The Metaphysical Emotions: Part 2, Gratitude

We know that gratitude is one of the most robust predictors of emotional, physical and relational well-being. And yet, gratitude, this critical piece of mental health, is a metaphysical emotion. 

I've written about this before, how Robert Emmons alerted me to the metaphysical structure of gratitude. Emmons is the world's leading expert on gratitude. You can check out a popular treatment of his research in his book Thanks!

In a talk I once attended, Emmons spoke about some of the conceptual issues associated with gratitude. One of the issues was the distinction between gratitude for and gratitude to.

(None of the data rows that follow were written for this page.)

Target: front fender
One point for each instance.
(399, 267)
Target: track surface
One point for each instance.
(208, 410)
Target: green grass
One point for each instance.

Gratitude is a social emotion, the thankfulness we feel having receiving a gift (or some benefit). Gratitude implies a gift, which in turn implies a giver. This is gratitude to.

But what about gratitude for? Emmons raised the question of environmental gratitude. Can you feel gratitude for the sunrise, a beautiful mountain, for life itself?

To be sure, we can feel lucky and fortunate for all these things. But without a giver can we, properly speaking, feel gratitude for these things? Who are we saying "Thanks!" to when we feel gratitude for our life? An indifferent, silent cosmos?

In short, since gratitude is a social emotion, feelings of gratitude for ontological realities--life, flowers, new birth, ocean breezes--require a metaphysical framework. Gratitude implies a gift and a giver.

By contrast, the best a non-metaphysical worldview can give you is a feeling of preciousness. Cosmically, life is an outlier, a wildly improbable event. So we should preserve and cherish it. Watch any cosmology show hosted by an atheistic scientist and you'll see this feeling evoked. Carl Sagan was really good at it.

And yet, preciousness isn't the same as gratitude. Most importantly for our purposes, feelings of preciousness are not a fundamental aspect of mental and physical health. In fact, preciousness can cut in the opposite direction. For some, preciousness evokes cosmic terror and despair. And I've heard atheists describe the emergence of life in the cosmos as an accidental event of no real import. Life is a cosmic fart. We're just cosmic pond scum. Sure, being a statistical anomaly can lead to awe, but it can also lead to nihilism.

All that to say, feeling cosmically lucky is not the same as gratitude. Proper gratitude, and its role in human flourishing, implies giving thanks, and giving thanks requires a metaphysical posture.

Like I said, mental health requires a religious orientation to the world.